Je doute que le temps de cette homélie soit suffisant pour que vous puissiez répondre à cette question… vous seriez surtout un peu trop distrait pour la suite… Je me permets alors de vous encourager à prendre au moins une demi-heure au cours de ce dimanche pour vous arrêter - pourquoi pas devant la crèche ? ; une demi-heure pour discerner ce qui a été pour vous source de joie au cours de cette semaine, ou du mois dernier, ou de l’année qui s’achève. Sans cette méditation essentielle, vous risquez bien de passer en grande partie à côté de la vraie joie de Noël.
*****
Car c’est peut-être d’abord devant nos crèches qu’il faut installer notre panneau de signalisation : attention, cerf bondissant ! Ainsi, les bergers et les mages seront prévenus quand ils approcheront, guidés par les chants joyeux des anges : prévenus qu’ils arrivent ici devant Jésus, le grand "cerf bondissant" qui a pris chair. Oui, le cœur de Jésus bondira d’allégresse devant son Père : « Je te rends grâce, car ce que tu as caché aux sages et aux savants, tu l’as révélé aux tout-petits ». Mais Jésus bondira avec autant de force pour sauver la femme adultère déjà condamnée par ses juges ou l’aveugle perdu dans sa solitude désespérante.

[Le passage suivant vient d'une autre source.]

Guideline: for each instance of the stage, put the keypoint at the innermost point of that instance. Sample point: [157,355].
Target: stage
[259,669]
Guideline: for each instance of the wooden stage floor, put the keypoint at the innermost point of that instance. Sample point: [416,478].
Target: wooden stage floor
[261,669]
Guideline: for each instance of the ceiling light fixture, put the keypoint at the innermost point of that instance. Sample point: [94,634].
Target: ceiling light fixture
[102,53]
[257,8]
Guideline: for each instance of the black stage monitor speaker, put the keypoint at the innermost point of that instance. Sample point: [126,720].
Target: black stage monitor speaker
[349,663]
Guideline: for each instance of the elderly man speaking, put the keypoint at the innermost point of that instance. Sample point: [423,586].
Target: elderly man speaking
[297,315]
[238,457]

Puisque nous sommes les membres du Corps du Christ, quand il bondit, nous bondissons aussi : le Corps entier bondit d’un même élan, à la fois dans l’action de grâce pour louer le Père mais aussi dans le souci de faire miséricorde. Sans ce deuxième élan, notre joie sera toujours liée à une forme d’aveuglement sur les réalités du monde : comment se réjouir quand tant d’hommes et de femmes sont dans d’innombrables souffrances ? Mais la joie chrétienne est lucide et active ; alors bondissons au secours de toute détresse, dès qu’elle paraît sous nos yeux ! Au terme de l’année de la miséricorde, le pape François nous a d’ailleurs demandé - je le cite - de participer à une « véritable révolution culturelle, précisément à partir de la simplicité des gestes qui savent rejoindre le corps et l’esprit ». Une révolution culturelle, et sans doute d’abord intérieure, pour bondir au secours de toute détresse humaine. Ainsi, le boiteux rejoint par notre geste de charité retrouvera des forces. Il pourra bondir en voyant poindre à l’horizon la lumière du Christ qui vient le sauver ! Jésus deviendra sa joie comme il est la nôtre !
Maranatha, viens Seigneur Jésus !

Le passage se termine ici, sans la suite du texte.